In what is claimed to be the worlds first, a Scottish distillery has linked up with a spin-out company from a University in Edinburgh to create fuel from whisky ‘left overs’. The butanol produced after feeding these “leftovers” with bacteria can be used to fuel vehicles.
More than 90% of the stuff that comes out of a whisky distillery is not whisky. It is leftovers like draff and pot ales – both produced in the early stages of the process.
The distiller, Tullibardine has the capacity to provide 6,500 metric tons of draff (what’s left of the grain after fermentation) and 2 million liters of pot ale (residue from the still), by-products that are currently spread on agricultural fields, turned into animal feed or discharged into the sea, all at cost.
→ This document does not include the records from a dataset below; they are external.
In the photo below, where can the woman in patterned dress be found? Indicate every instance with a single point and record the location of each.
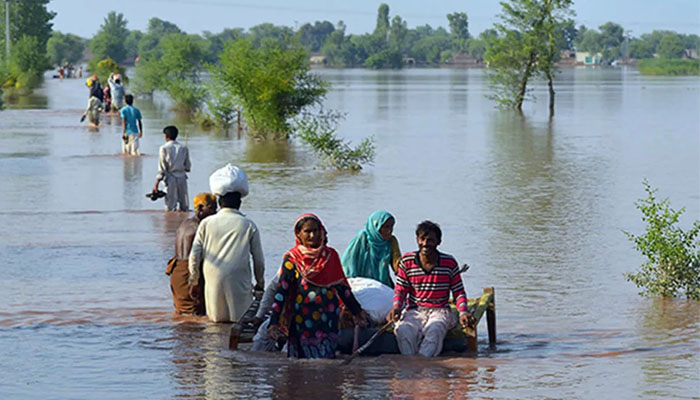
(311, 286)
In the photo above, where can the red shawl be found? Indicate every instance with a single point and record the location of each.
(319, 266)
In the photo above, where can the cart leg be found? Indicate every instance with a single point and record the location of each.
(491, 316)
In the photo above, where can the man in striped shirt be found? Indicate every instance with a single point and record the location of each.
(422, 292)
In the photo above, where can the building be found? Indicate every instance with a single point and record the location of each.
(586, 58)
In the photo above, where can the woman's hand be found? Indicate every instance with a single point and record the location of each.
(394, 314)
(361, 319)
(466, 320)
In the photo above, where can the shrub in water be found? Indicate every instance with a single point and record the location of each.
(673, 255)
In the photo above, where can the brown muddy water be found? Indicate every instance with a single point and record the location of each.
(536, 208)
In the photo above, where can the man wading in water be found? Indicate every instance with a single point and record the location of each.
(204, 206)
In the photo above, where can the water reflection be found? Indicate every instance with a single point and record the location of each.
(133, 185)
(672, 328)
(268, 151)
(36, 100)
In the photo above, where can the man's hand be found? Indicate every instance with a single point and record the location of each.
(466, 320)
(360, 319)
(274, 332)
(394, 314)
(255, 321)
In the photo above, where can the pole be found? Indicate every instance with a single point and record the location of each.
(7, 28)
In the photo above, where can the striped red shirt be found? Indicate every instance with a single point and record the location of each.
(417, 288)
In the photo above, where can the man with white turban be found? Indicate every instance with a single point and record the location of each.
(223, 246)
The technology isn’t new. The idea of converting a range of fuels found in plant materials to produce butanol goes back a century, and was scaled up to make acetone for explosives in World War I. The technology died out in the 1960s because of competition from petrochemicals. If we can get this right in Scotland, we can adapt it anywhere. India makes whisky, Japan makes whisky, Ireland makes whisky. A lot of the waste ends up in the sea. – Martin Tangney of Celtic Renewables
The spin-out company, Celtic Renewables, and Tullibardine will, together, apply the process to thousands of tonnes of the distillery’s leftovers. The distiller spends around Rs. 2 crores ($ 400,000) to dispose of its by-products each year.